LEVANTANDO LA VOZ

JOSÉ MANUEL BERMUDO

CUESTA trabajo hacerse oír cuando el ruido es ensordecedor, cuando hay quien consigue silenciar muchas preocupaciones ciudadanas eligiendo el camino del escándalo, haciendo sonar constantemente una cantinela que apunta a saltarse la ley a la torera. No deja de ser inaudito que aquellos que han empleado el poder hasta para multar a los que rotulaban sus negocios en el idioma de todos los españoles, ahora vengan con la historia de que la ley actual a ellos no les vale. Dando ejemplo, vamos, todo por conseguir unos objetivos políticos por encima de todo lo que se ponga por delante y, además, alguno se hace llamar «Honorable».

Los que no vivimos en Cataluña, y muchos de los que allí están, asistimos diariamente a la ocurrencia del momento y a los vaivenes de una situación de la que desconocemos cómo va a terminar. Y todo ese acaparamiento mediático nos hace pensar en cuál es la preocupación que estos políticos que están forzando situaciones legales tienen sobre los problemas cotidianos de una población que tiene como prioridad llegar a final de mes y que, además, cumple con sus obligaciones fiscales, a pesar de todos los incrementos que se les impongan.
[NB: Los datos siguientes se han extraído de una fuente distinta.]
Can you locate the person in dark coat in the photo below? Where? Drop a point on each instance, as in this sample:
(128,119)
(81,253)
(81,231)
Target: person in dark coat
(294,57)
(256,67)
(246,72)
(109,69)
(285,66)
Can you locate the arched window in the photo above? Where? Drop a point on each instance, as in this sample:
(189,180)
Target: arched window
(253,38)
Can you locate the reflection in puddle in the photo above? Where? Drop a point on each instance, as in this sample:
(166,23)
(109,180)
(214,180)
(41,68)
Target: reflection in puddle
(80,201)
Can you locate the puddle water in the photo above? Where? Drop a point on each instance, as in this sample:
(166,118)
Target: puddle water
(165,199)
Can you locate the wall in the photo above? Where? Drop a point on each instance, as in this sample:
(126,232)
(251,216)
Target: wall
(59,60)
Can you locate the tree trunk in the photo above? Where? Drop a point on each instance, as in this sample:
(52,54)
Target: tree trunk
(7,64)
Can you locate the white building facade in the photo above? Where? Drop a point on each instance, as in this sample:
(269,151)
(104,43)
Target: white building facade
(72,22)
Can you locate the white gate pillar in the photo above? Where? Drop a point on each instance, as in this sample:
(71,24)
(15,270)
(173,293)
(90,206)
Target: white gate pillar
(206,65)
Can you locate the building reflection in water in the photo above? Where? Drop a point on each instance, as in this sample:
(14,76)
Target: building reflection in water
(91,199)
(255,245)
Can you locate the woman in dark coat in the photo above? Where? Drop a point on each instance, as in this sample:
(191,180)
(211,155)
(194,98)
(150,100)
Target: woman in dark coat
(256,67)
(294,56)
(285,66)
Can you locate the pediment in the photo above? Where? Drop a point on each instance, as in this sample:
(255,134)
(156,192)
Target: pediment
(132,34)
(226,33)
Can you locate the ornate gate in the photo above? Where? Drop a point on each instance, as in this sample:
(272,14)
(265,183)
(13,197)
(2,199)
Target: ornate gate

Mientras chirrían las voces políticas hay colectivos que siguen con su problema diario a cuestas, con su intención de cumplir con sus obligaciones laborales y esperando que la contrapartida por su esfuerzo sea un sueldo digno, y no reclaman incumplir la normativa para crear una nueva situación, sino todo lo contrario: piden que se les aplique la ley establecida en un convenio, que no degraden sus derechos laborales y que se les trate con la dignidad que todo el mundo exige en su trabajo, porque a muchos se les llena la boca defendiendo a las clases más débiles y después anteponen otras cosas a lo que realmente pretenden los perjudicados.

Hay diferentes sectores laborales que mantienen unas condiciones específicas que desembocan en una circunstancia común, que es la pérdida de poder adquisitivo y la inseguridad en su trabajo. Me refiero aquí a un colectivo que en los últimos días ha estado de actualidad, o para decirlo mejor, que ha intentado ocupar sitio en la actualidad, encontrándose con otros acontecimientos que han apagado sus voces. Son las camareras de piso en los hoteles y apartamentos, que ante la falta de atención sobre sus condiciones laborales han formado un colectivo llamada las Kellys (las que limpian) que ya no se conforman con barrer y callar, con dormir por las noches con la incertidumbre de lo que pasará mañana y de hacer cálculos sobre lo que sumarán ese mes. Intentan levantar su voz.

En la Costa del Sol, zona casi exclusivamente turística, tiene una especial importancia la situación de estas trabajadoras (por cierto ¿hay camareros de piso?) porque son las que le presentan al cliente el producto que van a consumir, es decir, una habitación limpia, higiénica, bien presentada y atendida en las demandas de los que la ocupan, incluida la de los caprichosos que se creen con derecho a la excelencia suprema. Si falla este servicio falla todo, como se decía (antes al menos) de los cabos en el ejército, considerados su columna vertebral, aunque eran y son los de menos galones.

Las empresas subcontratadas son las que acaparan este servicio que ahorra unos buenos billetes a los hoteles, pero que rebaja sensiblemente las condiciones de las subempleadas, porque tienen dificultades hasta para estar de baja por enfermedad, tener asuntos propios o disponer de un día libre, por no hablar del sueldo. Bien es verdad que no todos los establecimientos aplican esta práctica (en Marbella hay cuatro denunciados), pero quizás sean suficientes como para conocer que existe un agravio comparativo entre unos y otros y posiblemente una injusticia en el trato para los más desfavorecidos. Aquí la ley tendría que ser mucho más clara, rápida y justa. Pero, claro, estamos con los ruidos políticos que quieren, precisamente, romper la ley. Son nuestras eternas contradicciones.